Allinger believes the Indians left Lyman's ambushed soldiers once their families had fled.
"Every once in a while, historians are guided too much by a particular account of a war or an incident," Allinger said. "As archaeologists, we put the proof in the pudding. We find the fact behind the theory. When those facts don't match the theory, it's time for a new theory."
In response to the initial Indian raid, military
units from Kansas, Oklahoma, New Mexico and Texas were amassed in February
1874. Almost two dozen battles, including the Lyman ambush, took place
in the canyons in the following months.
"The Indians knew the canyons like the backs of their hands, while the soldiers had only the vaguest idea of where they were," Allinger said. "The Indians retreated into rough areas in many of the battles."
The soldiers, on the other hand, apparently had high-powered weapons. Allinger's team found the massive, 9-inch-long shells of the "Perrot Rifle," which historians now call the "grenade launcher of the late 1800s" and the telltale bullets of at least two Gatling guns - history's first rapid-fire, bunker-style weapon.
"We've found things we just never expected," said Panhandle Plains Historical Museum curator Rolla Shaller, 61. "It's kind of silly to think that the Indians could have seen the Gatling gun and still felt like they had a chance to win.
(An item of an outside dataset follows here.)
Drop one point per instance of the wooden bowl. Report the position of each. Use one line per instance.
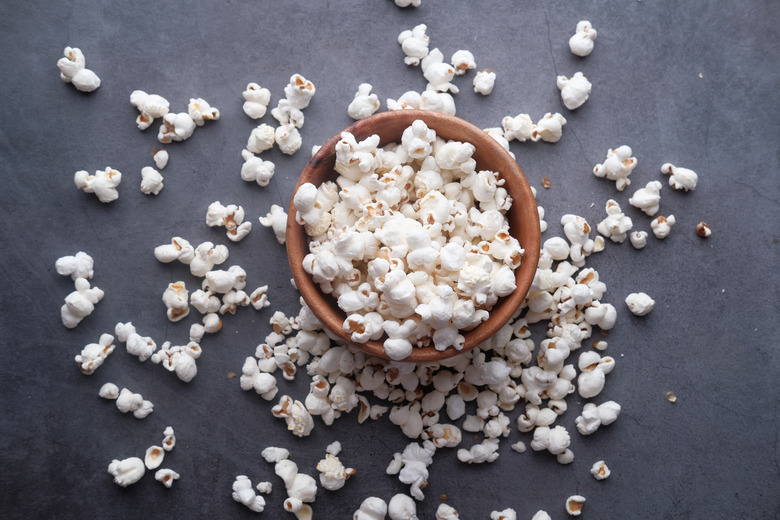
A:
(489, 155)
That doesn't really make any sense."
Allinger said the Indians had firearms, but limited ammunition. "Could you imagine, fighting against soldiers with a Gatling gun when all you have is a bow with arrows?" she said.
Allinger also says she has found evidence of massive camps of Indian women and children - documented by their toys, sewing materials and cooking instruments - moving in groups probably a few miles from where many skirmishes were taking place under the leadership of Colonel Nelson Miles.
The Indians surrendered in June 1875, ending the war.
"If it was a victory for Miles, it was a hollow victory," Allinger said. "Even though they killed 17 Indians in the last battle, the entire number of women and children escaped northward. Miles and his troops never did catch up to them."
University of Texas archaeology professor Thomas Hester, who is not connected to the project, says Allinger's challenge to conventional wisdom has drawn widespread attention from her peers.
"As an archaeologist, you dream about the chance to uncover unknown facts that change or reshape the way an event is looked upon," Hester said. "Allinger is definitely doing that. There is no question that the previous notion of the Indian War on the plains is changing."
However, the findings do not surprise Susan Kurranah, one of the last living relatives of Comanche chief Quanah Parker.
"Among the Indians, the story has always been told in a way that showed there wasn't any intention of fighting a war," Kurranah said. "If this means that the history books are going to finally get it right, then I'm happy."
Meanwhile, the fate of the recently discovered artifacts is uncertain.
Because ranchers own most of the land being scoured, any recovered artifacts technically belong to them. Allinger said the ranchers allowed her to catalog the items in Austin.
The Texas Historical Commission hopes to persuade the ranchers to donate the pieces to a museum.
"Even if we don't get to keep everything," she said, "the most important thing in archaeology is what you learn about an event."
Added Rusty Winn, one of the students along
for the ride: "You just do the best you can at uncovering the truth. And
hopefully, that truth finds its way into the textbook."